After quite a struggle, I have been able to obtain a working implementation of fem-fenics supporting MPI parallelism. Let's go through an example and highlight what has changed lately.

pkg load fem-fenics msh

ufl start Poisson
ufl element = FiniteElement '("Lagrange", triangle, 1)'
ufl u = TrialFunction (element)
ufl v = TestFunction (element)
ufl f = Coefficient (element)
ufl g = Coefficient (element)
ufl a = "inner (grad (u), grad (v))*dx"
ufl L = f*v*dx + g*v*ds
ufl end

# Create mesh and define function space
x = y = linspace (0, 1, 33);
[mesh, facets] = Mesh (msh2m_structured_mesh (x, y, 1, 1:4));

V = FunctionSpace ('Poisson', mesh);

# Define boundary condition
bc = DirichletBC (V, @(x, y) 0.0, facets, [2;4]);

f = Expression ('f', @(x,y) 10*exp(-((x - 0.5)^2 + (y - 0.5)^2) / 0.02));
g = Expression ('g', @(x,y) sin (5.0 * x));

a = BilinearForm ('Poisson', V, V);
L = LinearForm ('Poisson', V, f, g);

# Compute solution
[A, b] = assemble_system (a, L, bc);
sol = A \ b;
u = Function ('u', V, sol);

# Save solution in VTK format
save (u, 'poisson');

The basic structure has remained the same. DOLFIN boasts the capability to be run both in serial and in parallel execution without intervening on the code, so I did my best to have the same behaviour from fem-fenics. The Poisson.m m-file above can be run either as you usually would do with any other m-file, or from the command line with an invocation such as:

mpiexec -np 4 octave --eval Poisson

Now, how is this possible? In the beginning, with the ufl block, the variational problem is defined in UFL language, written to an .ufl file and compiled via FFC. Since IO is performed, ufl.m ensures that only process zero will open and write to the file. Moreover, a MPI barrier makes sure that no process will proceed before the .ufl file is imported.

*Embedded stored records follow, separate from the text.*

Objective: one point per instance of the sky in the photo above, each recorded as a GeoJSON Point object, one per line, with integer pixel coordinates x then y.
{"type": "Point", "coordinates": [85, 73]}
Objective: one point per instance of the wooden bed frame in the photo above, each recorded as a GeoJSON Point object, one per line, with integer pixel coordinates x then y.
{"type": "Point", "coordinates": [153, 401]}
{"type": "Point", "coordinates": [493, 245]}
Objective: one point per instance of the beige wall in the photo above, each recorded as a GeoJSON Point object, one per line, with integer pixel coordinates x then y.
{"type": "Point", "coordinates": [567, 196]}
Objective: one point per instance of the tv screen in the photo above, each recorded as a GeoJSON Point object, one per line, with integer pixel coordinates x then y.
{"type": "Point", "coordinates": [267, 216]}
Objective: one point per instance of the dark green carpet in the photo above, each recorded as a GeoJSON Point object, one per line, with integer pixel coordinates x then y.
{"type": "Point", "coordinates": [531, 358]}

As soon as the just-in-time compilation is over, there are two instructions to build the mesh, in this case on the unit square. For this, we rely on the msh package, which returns a PDE-tool-like representation of it. Mesh.oct must, then, convert it to DOLFIN internal representation and distribute it among processes. Here comes an issue: fem-fenics relies on markers present in the PDE-tool format to impose essential boundary conditions, and in serial runs dolfin::Mesh can store them, so that DirichletBC.oct needs just to know the boundary subset label. Unfortunately, this feature is not supported yet in parallel by the DOLFIN library, then Mesh.oct has been edited to return, if requested, also a meshfunction holding this information, in the example above facets. This way markers can be conveyed to DirichletBC.oct and boundary conditions can be applied on the correct edges.

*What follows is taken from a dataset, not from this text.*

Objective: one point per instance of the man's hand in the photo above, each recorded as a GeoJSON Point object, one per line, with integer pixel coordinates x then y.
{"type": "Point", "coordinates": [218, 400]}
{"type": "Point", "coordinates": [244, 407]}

Further intervention was needed for the assembly and solve phase. In assemble_system.oct both the matrix and the vector are assembled locally on each portion of the mesh and, afterwards, gathered on process zero and joined, so that the system can be solved with the backslash instruction of Octave. In order to allow output in VTK format, in Function.oct the solution is split up and properly distributed among processes, so that each one holds the portion of degrees of freedom related to its subdomain and to the neighbouring vertices. After save.oct has written the solution to poisson.pvd and its auxiliary files, it can be visualised with ParaView.